Following our look last week at the community’s mental health problem arising from the inability of large sections of the community to understand the nature and meaning of marriage, it is time to examine our serious problems in understanding human sexuality.

There are moral truths associated with the exercise of human sexuality, but these are little understood in the public arena, and, worse still, there is often a deep resentment about the existence of a moral law.
These problems stem mainly from the mistaken idea that the moral law is something imposed on us from outside – by custom, by law, by the Church, or even by God Himself.
In reality, the moral law is the truth about human nature. It is who we are and how we work. It tells us what is true to our nature and that we will suffer negative consequences if we choose to act in ways that are untrue to our nature. A big part of our nature is that we are social beings, and therefore the moral law embraces our relationships with others and with society.
Considering how opinionated and misguided we humans can be, it is not surprising that there is debate about what is moral and what is not, but the present circumstance that so many people deny the existence of morality is disturbing.
Modern science confirms the existence of the moral law in human nature. The polygraph – also called the lie detector – measures changes in the human body whenever we prepare to tell a lie. It is called a polygraph because it can graph changes in many systems – the cardiovascular system, the neurological system, the strength of the muscles, the frequency of the brain, and many other aspects of our biochemistry.
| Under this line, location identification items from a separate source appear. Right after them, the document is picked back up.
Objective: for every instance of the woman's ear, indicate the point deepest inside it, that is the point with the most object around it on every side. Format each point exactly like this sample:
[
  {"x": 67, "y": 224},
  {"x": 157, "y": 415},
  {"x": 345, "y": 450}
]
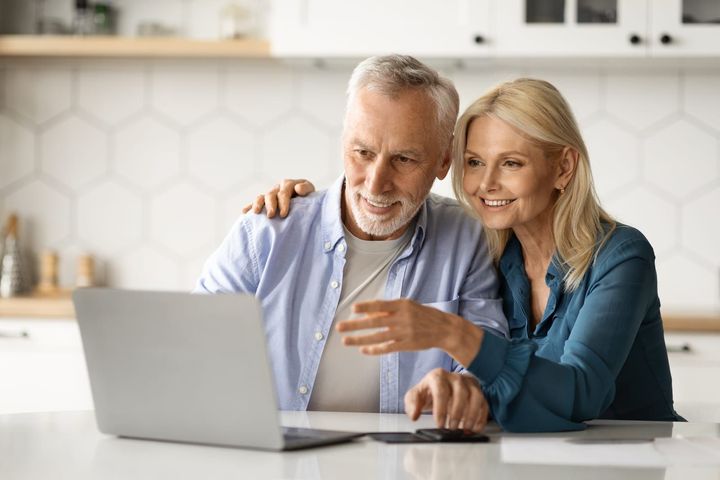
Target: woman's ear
[
  {"x": 444, "y": 166},
  {"x": 568, "y": 163}
]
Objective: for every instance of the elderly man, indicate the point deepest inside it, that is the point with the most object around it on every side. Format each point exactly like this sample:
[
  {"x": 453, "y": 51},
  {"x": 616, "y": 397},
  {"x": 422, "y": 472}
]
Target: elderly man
[{"x": 376, "y": 233}]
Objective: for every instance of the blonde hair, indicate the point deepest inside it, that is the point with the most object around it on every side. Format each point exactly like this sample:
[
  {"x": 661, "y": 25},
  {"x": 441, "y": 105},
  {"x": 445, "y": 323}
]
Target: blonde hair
[{"x": 539, "y": 112}]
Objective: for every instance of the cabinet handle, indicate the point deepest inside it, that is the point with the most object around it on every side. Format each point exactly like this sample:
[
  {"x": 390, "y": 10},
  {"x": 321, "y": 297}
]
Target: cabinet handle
[
  {"x": 14, "y": 334},
  {"x": 681, "y": 348}
]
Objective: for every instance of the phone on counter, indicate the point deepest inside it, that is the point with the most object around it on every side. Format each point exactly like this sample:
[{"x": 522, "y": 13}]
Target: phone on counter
[
  {"x": 448, "y": 435},
  {"x": 430, "y": 435}
]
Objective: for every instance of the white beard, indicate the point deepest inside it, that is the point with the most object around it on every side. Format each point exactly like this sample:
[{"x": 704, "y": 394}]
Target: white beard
[{"x": 382, "y": 225}]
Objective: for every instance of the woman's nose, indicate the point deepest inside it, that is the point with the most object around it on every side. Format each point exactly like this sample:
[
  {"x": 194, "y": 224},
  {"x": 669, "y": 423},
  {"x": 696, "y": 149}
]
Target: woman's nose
[{"x": 488, "y": 182}]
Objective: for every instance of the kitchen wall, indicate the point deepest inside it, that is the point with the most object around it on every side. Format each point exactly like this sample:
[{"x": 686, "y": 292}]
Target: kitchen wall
[{"x": 146, "y": 164}]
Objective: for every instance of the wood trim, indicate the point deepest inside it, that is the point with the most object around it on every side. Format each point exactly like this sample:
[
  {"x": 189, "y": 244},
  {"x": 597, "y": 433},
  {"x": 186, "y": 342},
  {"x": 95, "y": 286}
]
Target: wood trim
[
  {"x": 691, "y": 323},
  {"x": 159, "y": 47},
  {"x": 57, "y": 305}
]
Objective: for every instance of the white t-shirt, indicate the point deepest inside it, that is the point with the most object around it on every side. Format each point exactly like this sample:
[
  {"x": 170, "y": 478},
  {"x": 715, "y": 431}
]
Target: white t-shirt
[{"x": 347, "y": 380}]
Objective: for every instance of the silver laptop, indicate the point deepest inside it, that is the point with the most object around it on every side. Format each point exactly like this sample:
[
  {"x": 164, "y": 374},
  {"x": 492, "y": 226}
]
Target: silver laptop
[{"x": 184, "y": 367}]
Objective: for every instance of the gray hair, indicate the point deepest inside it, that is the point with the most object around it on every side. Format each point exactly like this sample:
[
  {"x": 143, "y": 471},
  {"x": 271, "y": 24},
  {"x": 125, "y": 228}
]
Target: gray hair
[{"x": 393, "y": 74}]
The tests reveal that whenever we are untruthful, we weaken ourselves. The moral law is the truth of our nature, and whenever we breach the moral law we weaken ourselves, sometimes a little, sometimes a lot, and with repetition always a lot.
This certainty that there is a moral truth running through all of us creates an obligation of good sense to think carefully about what we believe and what we say about moral matters.
The enthusiastic support shown by the secular media for condoms and their concomitant eagerness to attack the Pope and the Catholic Church on this rather tatty subject reveals no such rational thought, nor any dedication to truthful information.
In relation to HIV/AIDS, the consistent finding of population studies conducted by reputable social scientists is that the higher the levels of distribution and use of condoms, the higher, not lower, the levels of HIV infection. This information has been widely published around the world, and has been known in one form or another for at least ten years. This should not be surprising because condoms have no moral status in human relations, so why do the secular media keep pretending they are the solution to the problem?
And why do the media keep trying to pretend that the Church is somehow to blame for the AIDS epidemic? It is well known that the major causes of the spread of HIV and AIDS are promiscuity, prostitution, infidelity, and homosexuality activity.
The Catholic Church teaches unwaveringly against all of these, and explains its teaching with great clarity and clear links to the truth about human sexuality. Do journalists imagine that people sit around deciding that they can ignore the Church’s teaching on any or all of these matters, and then concluding for no reason at all that they cannot ignore the Church’s teaching on condoms? For that matter, do journalists imagine that all the people in Africa and Asia who have AIDS have actually heard of the Catholic Church, let alone her teaching?